An international team of researchers compared height measurements, both genetic and physical, with the presence of more than a thousand traits in more than 280,000 American adults, confirming suspicions that height is linked to a a number of common illnesses.
“Using genetic methods applied to the VA Million Veteran program, we found evidence that adult height can impact more than 100 clinical traits, including several conditions associated with poor outcomes and poor quality of life – peripheral neuropathy, lower extremity ulcers and chronic venous insufficiency.” said the study’s lead author, Sridharan Raghavan of Rocky Mountain Regional VA Medical Center in the United States.
“We conclude that height may be an unrecognized, non-modifiable risk factor for several common conditions in adults.”
It’s not that short people fare much better, facing increased risks of coronary heart disease, stroke, liver disease and mental health disorders.
What is unclear is whether these health issues are related to height biology in particular, or the result of environmental conditions such as poor diet or adverse socio-cultural effects, which can also affect height. stature of a person.
Going beyond simple comparisons of measured height and medical reports, this latest analysis used genetic data linked to the clinical records of more than 200,000 white adults and 50,000 black adults from US Veteran Affairs’. One Million Veteran Program.

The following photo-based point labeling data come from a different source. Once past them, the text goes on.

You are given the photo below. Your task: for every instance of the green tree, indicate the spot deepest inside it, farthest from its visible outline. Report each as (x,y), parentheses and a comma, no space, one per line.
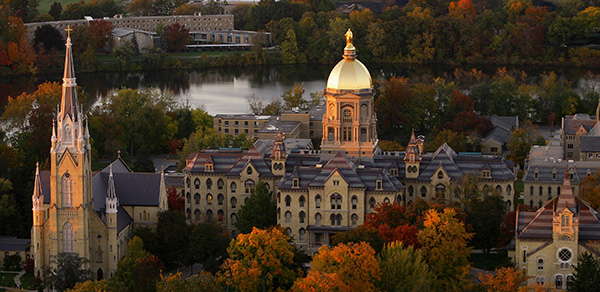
(587,274)
(444,244)
(404,269)
(260,211)
(289,48)
(262,260)
(208,245)
(485,215)
(65,271)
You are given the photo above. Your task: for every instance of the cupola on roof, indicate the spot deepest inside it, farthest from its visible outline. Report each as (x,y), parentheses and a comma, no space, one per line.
(349,73)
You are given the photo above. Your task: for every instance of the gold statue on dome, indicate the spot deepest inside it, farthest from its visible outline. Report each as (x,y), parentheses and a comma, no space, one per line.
(349,37)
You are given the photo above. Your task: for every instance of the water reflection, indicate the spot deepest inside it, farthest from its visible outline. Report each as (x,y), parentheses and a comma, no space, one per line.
(223,90)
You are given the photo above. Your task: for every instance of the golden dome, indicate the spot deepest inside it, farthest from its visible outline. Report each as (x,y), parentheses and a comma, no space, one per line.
(349,73)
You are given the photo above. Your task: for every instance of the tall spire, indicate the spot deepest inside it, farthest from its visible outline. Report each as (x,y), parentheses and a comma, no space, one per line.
(38,196)
(111,195)
(69,104)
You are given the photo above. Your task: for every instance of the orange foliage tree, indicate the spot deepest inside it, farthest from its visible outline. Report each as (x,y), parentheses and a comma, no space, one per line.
(261,260)
(346,267)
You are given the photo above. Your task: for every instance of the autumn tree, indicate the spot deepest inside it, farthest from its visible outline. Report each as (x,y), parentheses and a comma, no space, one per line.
(176,37)
(259,211)
(262,260)
(444,245)
(346,267)
(404,269)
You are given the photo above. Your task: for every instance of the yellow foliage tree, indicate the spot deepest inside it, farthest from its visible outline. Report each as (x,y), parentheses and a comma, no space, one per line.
(346,267)
(259,261)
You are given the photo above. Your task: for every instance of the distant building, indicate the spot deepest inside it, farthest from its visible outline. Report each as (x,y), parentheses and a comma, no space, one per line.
(495,142)
(549,241)
(320,193)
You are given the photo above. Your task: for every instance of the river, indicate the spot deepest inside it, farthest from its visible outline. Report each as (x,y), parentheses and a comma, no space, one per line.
(224,90)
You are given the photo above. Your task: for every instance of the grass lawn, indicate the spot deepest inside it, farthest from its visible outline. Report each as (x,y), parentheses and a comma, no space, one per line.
(27,281)
(6,279)
(491,262)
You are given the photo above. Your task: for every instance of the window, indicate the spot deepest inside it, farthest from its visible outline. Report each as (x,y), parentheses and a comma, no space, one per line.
(288,217)
(67,190)
(558,281)
(288,201)
(68,238)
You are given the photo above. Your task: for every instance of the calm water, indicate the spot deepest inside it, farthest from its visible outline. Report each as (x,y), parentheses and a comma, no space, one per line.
(224,90)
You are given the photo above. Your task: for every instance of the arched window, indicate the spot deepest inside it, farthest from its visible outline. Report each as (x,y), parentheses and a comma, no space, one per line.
(249,185)
(68,238)
(67,190)
(354,219)
(336,201)
(288,217)
(220,215)
(288,201)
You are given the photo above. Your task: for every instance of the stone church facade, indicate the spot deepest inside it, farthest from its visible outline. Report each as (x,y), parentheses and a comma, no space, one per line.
(77,211)
(322,192)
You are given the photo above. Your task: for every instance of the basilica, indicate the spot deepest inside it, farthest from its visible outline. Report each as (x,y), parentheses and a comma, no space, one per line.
(323,192)
(75,210)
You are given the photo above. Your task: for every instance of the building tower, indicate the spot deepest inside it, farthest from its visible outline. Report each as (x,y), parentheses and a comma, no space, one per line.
(349,120)
(278,155)
(37,232)
(66,229)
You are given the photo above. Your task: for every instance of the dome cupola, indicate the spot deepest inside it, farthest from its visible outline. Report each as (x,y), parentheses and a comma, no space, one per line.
(349,73)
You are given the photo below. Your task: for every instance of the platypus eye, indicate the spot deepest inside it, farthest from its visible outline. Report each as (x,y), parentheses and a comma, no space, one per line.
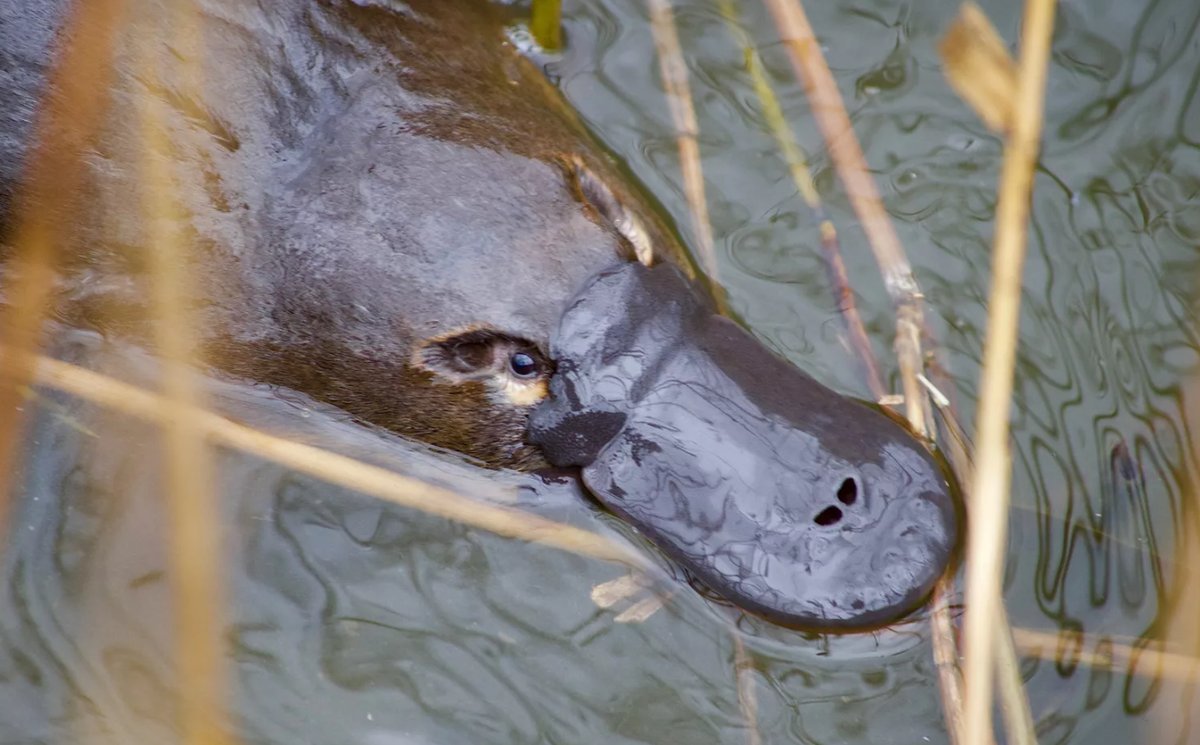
(522,365)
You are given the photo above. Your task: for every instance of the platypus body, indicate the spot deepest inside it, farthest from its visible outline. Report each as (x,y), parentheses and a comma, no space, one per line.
(391,210)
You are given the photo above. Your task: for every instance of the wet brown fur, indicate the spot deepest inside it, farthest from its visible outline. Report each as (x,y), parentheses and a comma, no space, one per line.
(358,181)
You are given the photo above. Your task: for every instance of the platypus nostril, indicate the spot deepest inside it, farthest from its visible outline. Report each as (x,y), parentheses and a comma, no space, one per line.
(847,492)
(828,516)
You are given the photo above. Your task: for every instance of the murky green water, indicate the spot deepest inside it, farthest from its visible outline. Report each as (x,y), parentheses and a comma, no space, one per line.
(355,622)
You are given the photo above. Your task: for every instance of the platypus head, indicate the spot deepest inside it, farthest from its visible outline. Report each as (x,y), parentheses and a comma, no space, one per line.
(780,494)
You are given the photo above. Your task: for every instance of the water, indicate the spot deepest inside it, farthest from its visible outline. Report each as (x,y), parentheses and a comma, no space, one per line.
(357,622)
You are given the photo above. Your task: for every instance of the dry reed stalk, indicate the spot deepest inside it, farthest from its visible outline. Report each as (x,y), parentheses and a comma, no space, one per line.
(673,72)
(797,164)
(979,67)
(946,659)
(78,83)
(990,486)
(839,134)
(195,545)
(901,286)
(546,24)
(336,469)
(1051,646)
(1014,706)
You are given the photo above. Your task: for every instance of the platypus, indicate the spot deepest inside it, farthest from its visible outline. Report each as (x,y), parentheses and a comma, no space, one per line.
(391,210)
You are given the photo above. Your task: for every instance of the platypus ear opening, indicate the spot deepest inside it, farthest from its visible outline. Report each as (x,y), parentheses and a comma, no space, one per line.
(595,193)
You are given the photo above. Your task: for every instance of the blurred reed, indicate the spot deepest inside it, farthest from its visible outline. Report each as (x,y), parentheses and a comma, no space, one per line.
(79,78)
(546,24)
(195,524)
(990,486)
(673,73)
(797,164)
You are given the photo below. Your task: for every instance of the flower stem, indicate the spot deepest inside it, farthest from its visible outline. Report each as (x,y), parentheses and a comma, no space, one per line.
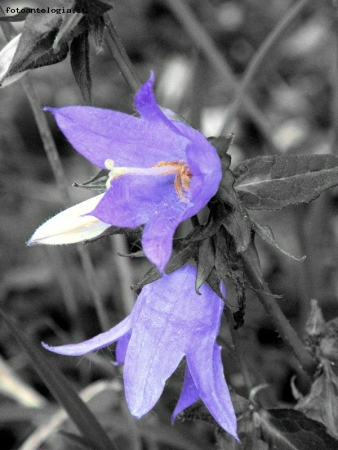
(121,57)
(308,362)
(206,45)
(257,60)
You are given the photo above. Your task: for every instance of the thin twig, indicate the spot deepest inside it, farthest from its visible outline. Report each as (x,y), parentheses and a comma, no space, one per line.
(204,42)
(60,178)
(124,272)
(308,362)
(257,61)
(238,352)
(334,84)
(62,184)
(121,57)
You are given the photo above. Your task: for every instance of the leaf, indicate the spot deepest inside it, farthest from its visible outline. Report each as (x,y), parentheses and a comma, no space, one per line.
(265,233)
(69,28)
(229,264)
(322,401)
(205,262)
(273,182)
(286,429)
(239,228)
(252,264)
(61,390)
(79,59)
(35,45)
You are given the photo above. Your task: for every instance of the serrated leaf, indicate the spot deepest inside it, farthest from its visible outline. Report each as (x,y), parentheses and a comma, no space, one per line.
(322,401)
(229,264)
(286,429)
(35,45)
(239,228)
(274,182)
(92,8)
(315,325)
(79,59)
(70,27)
(252,264)
(265,233)
(205,262)
(214,282)
(61,390)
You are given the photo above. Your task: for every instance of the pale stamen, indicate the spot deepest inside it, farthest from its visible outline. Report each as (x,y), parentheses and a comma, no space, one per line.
(178,168)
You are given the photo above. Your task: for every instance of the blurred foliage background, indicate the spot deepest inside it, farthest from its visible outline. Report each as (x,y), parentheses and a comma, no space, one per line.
(44,289)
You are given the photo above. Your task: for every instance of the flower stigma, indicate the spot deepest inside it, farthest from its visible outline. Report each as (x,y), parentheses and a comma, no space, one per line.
(178,168)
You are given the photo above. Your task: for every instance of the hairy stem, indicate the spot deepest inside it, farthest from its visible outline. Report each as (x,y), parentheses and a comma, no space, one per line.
(206,45)
(62,184)
(308,362)
(257,60)
(121,57)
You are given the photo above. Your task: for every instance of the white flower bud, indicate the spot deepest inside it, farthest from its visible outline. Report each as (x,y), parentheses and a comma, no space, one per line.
(71,226)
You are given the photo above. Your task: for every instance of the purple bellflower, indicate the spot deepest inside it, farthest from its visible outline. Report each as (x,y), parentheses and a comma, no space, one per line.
(161,172)
(169,321)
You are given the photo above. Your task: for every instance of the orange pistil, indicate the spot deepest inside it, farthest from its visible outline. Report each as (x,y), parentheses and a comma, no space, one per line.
(183,175)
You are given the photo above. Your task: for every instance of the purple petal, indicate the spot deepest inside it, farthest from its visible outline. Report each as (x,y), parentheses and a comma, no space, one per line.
(101,134)
(167,317)
(121,348)
(160,337)
(132,200)
(157,239)
(206,369)
(96,343)
(189,394)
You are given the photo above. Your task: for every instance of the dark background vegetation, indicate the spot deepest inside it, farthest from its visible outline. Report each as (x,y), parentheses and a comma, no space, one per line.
(44,289)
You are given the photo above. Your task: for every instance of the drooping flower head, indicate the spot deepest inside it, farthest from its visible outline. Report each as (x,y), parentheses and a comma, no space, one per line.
(169,321)
(161,172)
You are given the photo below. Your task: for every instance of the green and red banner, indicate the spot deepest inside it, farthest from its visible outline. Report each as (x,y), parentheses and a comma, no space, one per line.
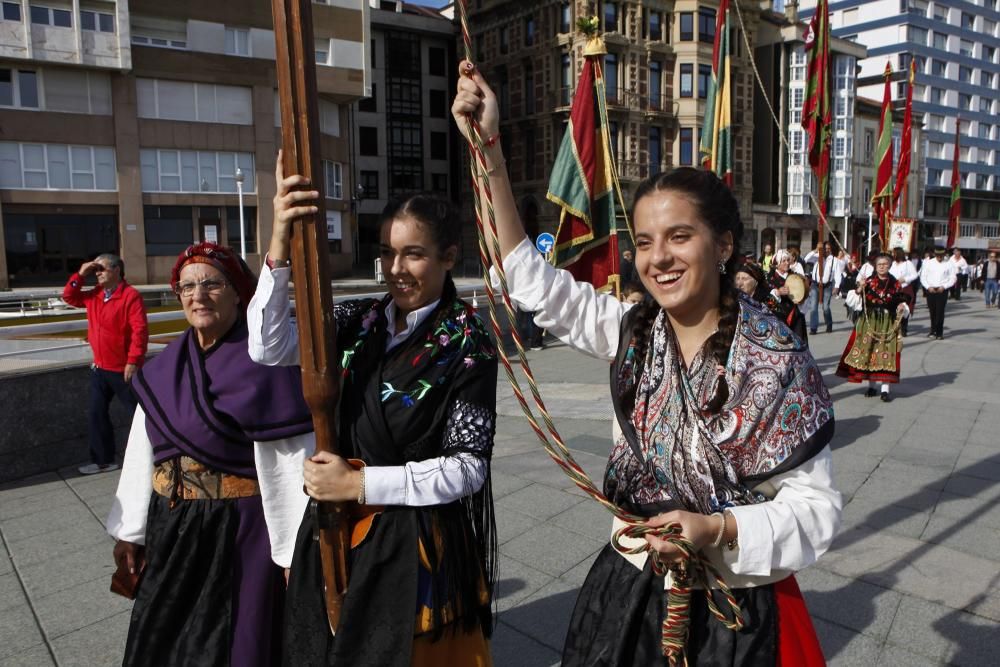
(955,211)
(582,184)
(716,135)
(882,197)
(905,143)
(817,114)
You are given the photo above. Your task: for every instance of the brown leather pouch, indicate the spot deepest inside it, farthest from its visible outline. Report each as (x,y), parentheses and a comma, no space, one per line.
(125,583)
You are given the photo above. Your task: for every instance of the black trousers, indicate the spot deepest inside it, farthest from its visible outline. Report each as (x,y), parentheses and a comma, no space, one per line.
(935,305)
(105,385)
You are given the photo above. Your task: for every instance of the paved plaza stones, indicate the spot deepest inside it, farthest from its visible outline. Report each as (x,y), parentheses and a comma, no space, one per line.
(913,579)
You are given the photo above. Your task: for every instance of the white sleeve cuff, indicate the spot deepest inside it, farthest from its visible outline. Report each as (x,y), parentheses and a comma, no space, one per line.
(129,509)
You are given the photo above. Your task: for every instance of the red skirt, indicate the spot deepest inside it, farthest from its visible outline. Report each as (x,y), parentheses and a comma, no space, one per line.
(798,644)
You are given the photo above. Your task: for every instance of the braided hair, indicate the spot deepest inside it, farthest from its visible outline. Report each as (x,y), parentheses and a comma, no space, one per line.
(716,207)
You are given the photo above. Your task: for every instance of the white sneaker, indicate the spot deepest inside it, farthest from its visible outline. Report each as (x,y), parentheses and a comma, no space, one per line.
(93,468)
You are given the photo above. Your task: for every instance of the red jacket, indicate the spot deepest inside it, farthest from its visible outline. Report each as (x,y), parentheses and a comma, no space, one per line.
(116,328)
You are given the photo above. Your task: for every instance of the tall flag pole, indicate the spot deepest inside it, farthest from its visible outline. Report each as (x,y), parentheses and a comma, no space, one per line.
(906,141)
(582,182)
(882,197)
(716,135)
(817,117)
(955,212)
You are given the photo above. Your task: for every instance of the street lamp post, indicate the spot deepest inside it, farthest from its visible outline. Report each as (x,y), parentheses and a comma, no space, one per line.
(239,192)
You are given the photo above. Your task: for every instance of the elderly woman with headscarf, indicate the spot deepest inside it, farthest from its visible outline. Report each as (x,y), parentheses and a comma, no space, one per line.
(211,486)
(787,309)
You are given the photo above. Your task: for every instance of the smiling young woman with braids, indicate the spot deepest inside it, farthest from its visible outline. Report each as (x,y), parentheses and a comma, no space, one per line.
(725,423)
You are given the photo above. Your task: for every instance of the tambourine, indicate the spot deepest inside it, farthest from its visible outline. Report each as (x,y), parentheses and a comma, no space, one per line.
(798,288)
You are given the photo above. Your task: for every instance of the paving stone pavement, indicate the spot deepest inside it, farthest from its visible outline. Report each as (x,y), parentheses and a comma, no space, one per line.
(913,578)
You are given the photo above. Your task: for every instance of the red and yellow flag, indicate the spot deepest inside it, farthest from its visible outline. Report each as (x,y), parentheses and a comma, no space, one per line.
(582,184)
(716,135)
(906,141)
(882,197)
(955,211)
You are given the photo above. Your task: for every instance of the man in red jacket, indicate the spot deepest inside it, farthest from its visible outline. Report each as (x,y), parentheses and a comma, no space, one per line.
(118,335)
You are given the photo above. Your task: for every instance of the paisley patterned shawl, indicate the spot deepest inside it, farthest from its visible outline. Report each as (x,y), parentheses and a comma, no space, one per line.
(673,454)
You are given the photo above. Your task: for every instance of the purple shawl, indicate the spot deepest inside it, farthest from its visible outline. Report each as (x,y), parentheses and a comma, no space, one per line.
(212,405)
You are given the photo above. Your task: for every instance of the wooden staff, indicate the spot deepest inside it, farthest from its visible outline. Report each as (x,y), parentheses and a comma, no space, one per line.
(296,69)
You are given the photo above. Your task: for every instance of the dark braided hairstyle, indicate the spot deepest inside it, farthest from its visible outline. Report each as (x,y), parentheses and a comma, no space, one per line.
(717,208)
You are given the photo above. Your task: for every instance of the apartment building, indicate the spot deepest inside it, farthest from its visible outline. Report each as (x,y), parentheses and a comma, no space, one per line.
(403,136)
(783,182)
(126,127)
(956,45)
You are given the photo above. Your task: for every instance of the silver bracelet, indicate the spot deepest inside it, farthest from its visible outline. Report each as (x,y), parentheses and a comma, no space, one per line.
(722,530)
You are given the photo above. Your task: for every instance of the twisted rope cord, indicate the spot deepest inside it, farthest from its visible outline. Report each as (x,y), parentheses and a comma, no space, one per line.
(677,617)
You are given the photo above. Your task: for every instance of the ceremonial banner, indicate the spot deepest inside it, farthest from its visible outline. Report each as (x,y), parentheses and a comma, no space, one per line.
(583,185)
(816,110)
(905,142)
(901,234)
(882,197)
(716,136)
(955,211)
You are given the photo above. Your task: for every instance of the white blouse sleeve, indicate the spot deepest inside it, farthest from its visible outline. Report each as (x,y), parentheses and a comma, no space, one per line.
(279,472)
(795,527)
(127,519)
(274,340)
(572,311)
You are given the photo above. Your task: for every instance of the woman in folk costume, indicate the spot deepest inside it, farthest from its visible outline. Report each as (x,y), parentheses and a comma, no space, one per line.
(418,408)
(787,309)
(211,485)
(724,417)
(872,352)
(904,272)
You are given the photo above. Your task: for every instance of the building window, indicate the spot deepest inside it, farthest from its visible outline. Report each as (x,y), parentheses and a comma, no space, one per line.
(436,60)
(687,27)
(96,21)
(12,11)
(656,26)
(369,104)
(565,83)
(704,80)
(439,145)
(687,80)
(57,167)
(611,76)
(169,229)
(60,18)
(529,88)
(706,25)
(368,140)
(610,17)
(369,184)
(19,89)
(249,227)
(687,146)
(198,102)
(333,178)
(438,106)
(655,150)
(167,170)
(655,83)
(237,42)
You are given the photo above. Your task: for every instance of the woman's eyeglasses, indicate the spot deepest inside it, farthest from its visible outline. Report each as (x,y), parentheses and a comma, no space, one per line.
(209,285)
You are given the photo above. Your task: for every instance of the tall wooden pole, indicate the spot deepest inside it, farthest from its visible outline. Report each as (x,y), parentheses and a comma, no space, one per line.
(296,69)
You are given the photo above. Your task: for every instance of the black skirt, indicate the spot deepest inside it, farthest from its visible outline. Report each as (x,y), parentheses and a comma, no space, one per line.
(210,594)
(618,616)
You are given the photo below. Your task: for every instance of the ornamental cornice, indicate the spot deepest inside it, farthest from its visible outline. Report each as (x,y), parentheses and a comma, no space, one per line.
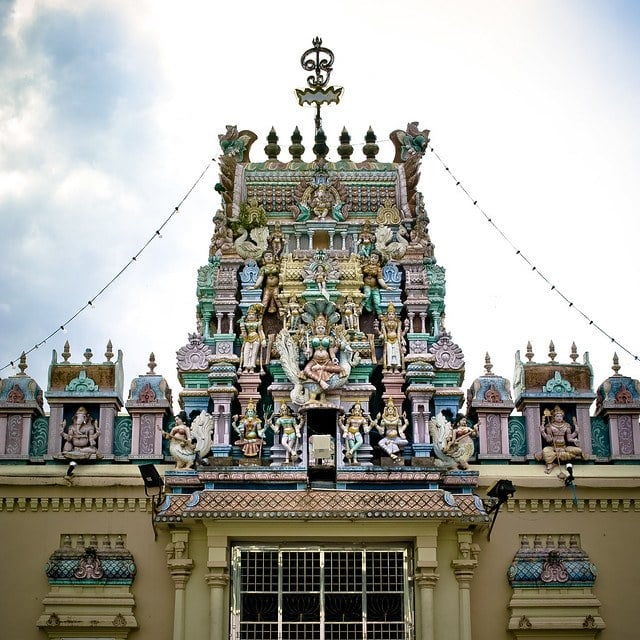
(322,505)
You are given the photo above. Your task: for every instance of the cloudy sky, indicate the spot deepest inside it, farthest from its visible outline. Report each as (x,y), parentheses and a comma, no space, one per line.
(109,112)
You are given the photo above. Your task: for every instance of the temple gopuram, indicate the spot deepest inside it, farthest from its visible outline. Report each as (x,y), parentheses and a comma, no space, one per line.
(324,473)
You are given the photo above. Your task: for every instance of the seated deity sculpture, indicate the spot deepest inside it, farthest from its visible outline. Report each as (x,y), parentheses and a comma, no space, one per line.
(325,347)
(353,425)
(562,439)
(81,437)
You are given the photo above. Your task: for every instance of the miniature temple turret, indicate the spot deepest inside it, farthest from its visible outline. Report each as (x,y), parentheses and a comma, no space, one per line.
(489,403)
(618,403)
(84,399)
(149,405)
(543,391)
(20,411)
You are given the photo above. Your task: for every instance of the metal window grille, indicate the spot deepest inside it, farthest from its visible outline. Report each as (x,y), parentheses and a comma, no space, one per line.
(321,593)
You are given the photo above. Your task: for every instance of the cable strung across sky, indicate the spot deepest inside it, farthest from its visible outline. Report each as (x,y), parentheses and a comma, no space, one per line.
(458,183)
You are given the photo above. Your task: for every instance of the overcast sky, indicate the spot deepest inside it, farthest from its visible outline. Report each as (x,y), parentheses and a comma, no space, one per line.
(109,112)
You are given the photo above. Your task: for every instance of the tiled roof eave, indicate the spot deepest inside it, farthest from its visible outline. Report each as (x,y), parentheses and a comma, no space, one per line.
(322,505)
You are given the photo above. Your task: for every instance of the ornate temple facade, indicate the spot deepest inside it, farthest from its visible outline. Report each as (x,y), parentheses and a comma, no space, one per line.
(328,475)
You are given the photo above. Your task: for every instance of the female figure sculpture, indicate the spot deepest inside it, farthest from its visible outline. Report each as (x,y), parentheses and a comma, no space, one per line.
(321,350)
(250,430)
(253,338)
(373,282)
(391,331)
(392,426)
(291,434)
(562,439)
(353,426)
(269,276)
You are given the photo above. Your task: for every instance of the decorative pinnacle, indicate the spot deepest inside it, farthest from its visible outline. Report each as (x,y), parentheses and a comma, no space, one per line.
(487,364)
(319,60)
(616,364)
(322,65)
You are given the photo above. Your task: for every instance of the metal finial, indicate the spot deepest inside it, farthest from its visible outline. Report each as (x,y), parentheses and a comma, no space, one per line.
(574,352)
(152,363)
(487,364)
(616,364)
(319,60)
(529,353)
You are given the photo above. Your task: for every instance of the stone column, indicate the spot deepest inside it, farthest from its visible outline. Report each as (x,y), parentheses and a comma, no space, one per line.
(180,567)
(217,584)
(218,580)
(426,583)
(463,568)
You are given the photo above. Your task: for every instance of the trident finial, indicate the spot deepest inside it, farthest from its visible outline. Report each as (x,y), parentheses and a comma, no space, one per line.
(319,60)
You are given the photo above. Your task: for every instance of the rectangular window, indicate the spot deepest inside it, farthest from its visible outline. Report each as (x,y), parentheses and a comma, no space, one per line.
(321,593)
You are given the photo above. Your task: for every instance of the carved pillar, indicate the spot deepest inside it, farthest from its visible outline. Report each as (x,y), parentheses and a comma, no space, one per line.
(217,584)
(180,567)
(218,581)
(426,583)
(464,568)
(426,578)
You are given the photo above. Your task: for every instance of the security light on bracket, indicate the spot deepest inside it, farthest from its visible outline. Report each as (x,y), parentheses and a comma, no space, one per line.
(501,491)
(154,488)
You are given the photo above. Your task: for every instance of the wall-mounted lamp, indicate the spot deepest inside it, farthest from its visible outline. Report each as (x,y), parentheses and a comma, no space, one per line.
(501,491)
(154,488)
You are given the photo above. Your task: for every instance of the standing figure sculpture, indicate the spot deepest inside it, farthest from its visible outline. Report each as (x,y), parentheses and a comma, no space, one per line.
(392,426)
(181,447)
(250,430)
(291,434)
(366,241)
(253,338)
(391,332)
(81,438)
(562,439)
(269,279)
(452,444)
(322,350)
(292,314)
(276,241)
(350,314)
(353,425)
(373,282)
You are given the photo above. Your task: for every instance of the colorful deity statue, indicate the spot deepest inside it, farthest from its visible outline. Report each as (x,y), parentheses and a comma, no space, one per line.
(366,241)
(392,335)
(326,349)
(253,338)
(373,282)
(322,353)
(452,440)
(353,426)
(276,241)
(562,439)
(292,314)
(269,280)
(392,426)
(181,447)
(249,428)
(81,437)
(350,314)
(291,432)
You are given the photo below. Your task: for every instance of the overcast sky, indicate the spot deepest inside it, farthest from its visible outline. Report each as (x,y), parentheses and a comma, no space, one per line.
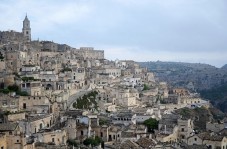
(141,30)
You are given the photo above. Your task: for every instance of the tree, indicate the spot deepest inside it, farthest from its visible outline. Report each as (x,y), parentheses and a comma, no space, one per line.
(151,124)
(93,141)
(13,88)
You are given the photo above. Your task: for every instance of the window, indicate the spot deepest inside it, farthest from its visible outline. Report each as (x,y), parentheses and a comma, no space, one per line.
(24,105)
(82,133)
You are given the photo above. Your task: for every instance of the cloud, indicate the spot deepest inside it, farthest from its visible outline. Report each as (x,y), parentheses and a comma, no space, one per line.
(142,30)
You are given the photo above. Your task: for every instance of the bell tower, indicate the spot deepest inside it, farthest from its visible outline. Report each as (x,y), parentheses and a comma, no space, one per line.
(26,30)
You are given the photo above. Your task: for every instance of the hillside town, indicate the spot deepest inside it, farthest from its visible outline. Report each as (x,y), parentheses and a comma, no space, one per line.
(54,96)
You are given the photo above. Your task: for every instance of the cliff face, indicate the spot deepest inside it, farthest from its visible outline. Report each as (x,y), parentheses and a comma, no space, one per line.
(224,67)
(201,76)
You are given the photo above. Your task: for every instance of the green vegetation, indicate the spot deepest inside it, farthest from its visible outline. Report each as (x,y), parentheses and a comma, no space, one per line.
(86,101)
(4,91)
(93,141)
(200,116)
(217,96)
(151,124)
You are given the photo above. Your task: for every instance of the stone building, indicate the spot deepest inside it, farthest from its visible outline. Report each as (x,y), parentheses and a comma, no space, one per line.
(26,30)
(89,53)
(13,136)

Using a linking method genetics with known functions to the presence of disease, the team attempted to match thousands of genetic variations known to influence a person’s height with more than a thousand characteristics associated with disease.
A similar comparison was also made based on the measured heights, which averaged 176 centimeters (5 ft 9 in).
Given that previous studies using similar methods have looked at no more than 50 traits, using much smaller genetic databases, the new analysis can be considered the largest of its kind.
The results support previous studies that concluded that taller people had an easier time with cardiovascular diseases such as hypertension, hyperlipidemia and coronary heart disease, at the cost of being more prone to atrial fibrillation and heart disease. varicose veins.
They also added a few more conditions to the list of risks, including skin and bone infections, and a type of nerve damage to the extremities called peripheral neuropathy.
Thanks to the fact that the sample size was so large, the team also looked at the role that gender might play, with asthma and non-specific peripheral nerve disorders being associated with increased height in women. but not in men.
Establishing stronger links between many height genes and various disease traits makes it less likely that we can point to confounded environmental causes, or even the influence of body mass – but still does not explain how diseases can result from large genes.
Further studies could help rule out causation, by identifying the underlying biochemistry or identifying how physical size impacts our body’s functionality.
Future research would also help to strengthen some of the study’s weaknesses, using more relevant genetic libraries that extend beyond a European ancestry and sampling a wider portion of the population to include more black populations. and Hispanics, non-veterans and women.
We can’t do much about our height, but knowing how it relates to our health might at least help us stay alert to things we can do something about.
This research was published in PLOS genetics.